Au premier rang se distinguaient les Cinq. À toute occasion, ils étaient sur la brèche.

Sans doute ils ne pouvaient pas plus qu’avant 1860, revendiquer la République, ni remettre en question les principes fondamentaux de l’Empire. Mais ils pouvaient dénoncer les abus de pouvoir, les actes d’arbitraires, les fautes du gouvernement. Ils pouvaient revendiquer les libertés parlementaires qui leur semblaient indispensables ; et ils trouvaient désormais, de-ci de-là, dans l’enceinte parlementaire, de sérieuses approbations. Ils savaient, en tout cas, que le pays les entendait ; et ils lui rappelaient les principes.

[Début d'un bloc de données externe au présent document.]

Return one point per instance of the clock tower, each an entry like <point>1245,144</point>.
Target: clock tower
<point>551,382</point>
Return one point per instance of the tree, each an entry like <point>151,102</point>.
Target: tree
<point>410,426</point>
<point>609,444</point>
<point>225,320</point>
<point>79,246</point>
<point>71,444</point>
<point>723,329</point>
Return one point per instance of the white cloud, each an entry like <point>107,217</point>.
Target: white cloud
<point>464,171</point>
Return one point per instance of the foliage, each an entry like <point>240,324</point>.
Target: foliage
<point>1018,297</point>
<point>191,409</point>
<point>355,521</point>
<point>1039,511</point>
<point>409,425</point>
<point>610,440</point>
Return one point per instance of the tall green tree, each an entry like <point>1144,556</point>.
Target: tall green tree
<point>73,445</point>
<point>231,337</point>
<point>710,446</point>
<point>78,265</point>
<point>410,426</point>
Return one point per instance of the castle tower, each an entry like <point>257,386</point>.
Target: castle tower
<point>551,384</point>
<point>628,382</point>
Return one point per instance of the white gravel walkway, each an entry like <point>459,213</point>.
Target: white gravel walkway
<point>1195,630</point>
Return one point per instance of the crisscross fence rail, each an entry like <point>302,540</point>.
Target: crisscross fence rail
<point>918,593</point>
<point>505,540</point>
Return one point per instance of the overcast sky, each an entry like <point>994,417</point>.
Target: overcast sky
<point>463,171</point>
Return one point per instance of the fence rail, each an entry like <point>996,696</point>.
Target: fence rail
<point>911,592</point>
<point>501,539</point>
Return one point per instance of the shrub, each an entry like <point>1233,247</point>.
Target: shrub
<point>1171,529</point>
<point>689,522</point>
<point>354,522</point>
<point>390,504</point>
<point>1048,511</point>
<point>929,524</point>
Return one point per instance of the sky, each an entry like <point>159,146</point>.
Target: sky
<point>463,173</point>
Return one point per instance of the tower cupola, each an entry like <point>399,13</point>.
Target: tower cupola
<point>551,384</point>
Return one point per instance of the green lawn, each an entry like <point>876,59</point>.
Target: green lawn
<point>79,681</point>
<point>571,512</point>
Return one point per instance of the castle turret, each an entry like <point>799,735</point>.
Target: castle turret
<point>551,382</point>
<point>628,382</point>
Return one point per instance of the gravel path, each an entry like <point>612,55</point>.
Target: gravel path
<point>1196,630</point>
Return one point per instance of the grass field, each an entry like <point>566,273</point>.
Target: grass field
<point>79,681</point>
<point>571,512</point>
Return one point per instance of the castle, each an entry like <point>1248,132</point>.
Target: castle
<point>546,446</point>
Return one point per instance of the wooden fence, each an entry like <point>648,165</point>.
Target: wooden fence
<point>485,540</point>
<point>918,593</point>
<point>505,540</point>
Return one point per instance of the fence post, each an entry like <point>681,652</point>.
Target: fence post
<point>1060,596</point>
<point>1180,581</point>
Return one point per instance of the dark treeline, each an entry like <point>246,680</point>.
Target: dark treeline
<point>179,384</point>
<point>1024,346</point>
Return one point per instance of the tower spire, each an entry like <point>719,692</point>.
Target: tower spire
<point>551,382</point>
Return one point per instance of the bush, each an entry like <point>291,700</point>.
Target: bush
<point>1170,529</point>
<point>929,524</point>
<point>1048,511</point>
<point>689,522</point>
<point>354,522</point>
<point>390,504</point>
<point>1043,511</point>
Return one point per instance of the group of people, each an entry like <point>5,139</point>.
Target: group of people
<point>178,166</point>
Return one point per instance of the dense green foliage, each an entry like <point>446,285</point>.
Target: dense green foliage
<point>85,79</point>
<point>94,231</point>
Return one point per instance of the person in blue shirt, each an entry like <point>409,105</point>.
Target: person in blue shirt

Ils profitaient de l’adresse pour introduire périodiquement, des amendements de réformes, pour réclamer un régime de liberté. « Pour que le droit de contrôle, restitué aux représentants du pays dans les limites restreintes du dernier décret puisse porter ses fruits, disait leur amendement de 1861, il est nécessaire d’abroger la loi de sûreté générale et toutes les autres lois d’exception ; de dégager la presse du régime de l’arbitraire ; de rendre la vie au pouvoir municipal et au suffrage universel sa force, par la sincérité des opérations et le respect de la loi ». En 1862, encore, dans l’intérêt moral du pays, « pour sa dignité, pour le développement de son activité et de sa richesse », ils avaient réclamé « un retour sincère au régime de la liberté » ; ils avaient réclamé la fin d’une « censure occulte qui altère les manifestations de l’opinion publique », ils avaient demandé des « élections faites par les électeurs et non par les préfets ». Et en 1863, encore, ils notaient qu’en dépit du décret du 24 novembre, en dépit de la répétition du mot de liberté, dans tous les discours officiels, les pratiques du gouvernement n’avaient pas changé, et qu’il continuait « à interdire toute initiative intellectuelle, toute discussion libre, toute vie municipale indépendante ». — « Qu’on ne nous nous empêche pas, s’écriaient-ils, de jouir de la liberté ; qu’on cesse de nous en vanter les bienfaits, et de nous imposer l’humiliation de nous entendre déclarer seuls indignes de posséder un bien, que, depuis notre grande Révolution, nous avons si souvent assuré aux autres ».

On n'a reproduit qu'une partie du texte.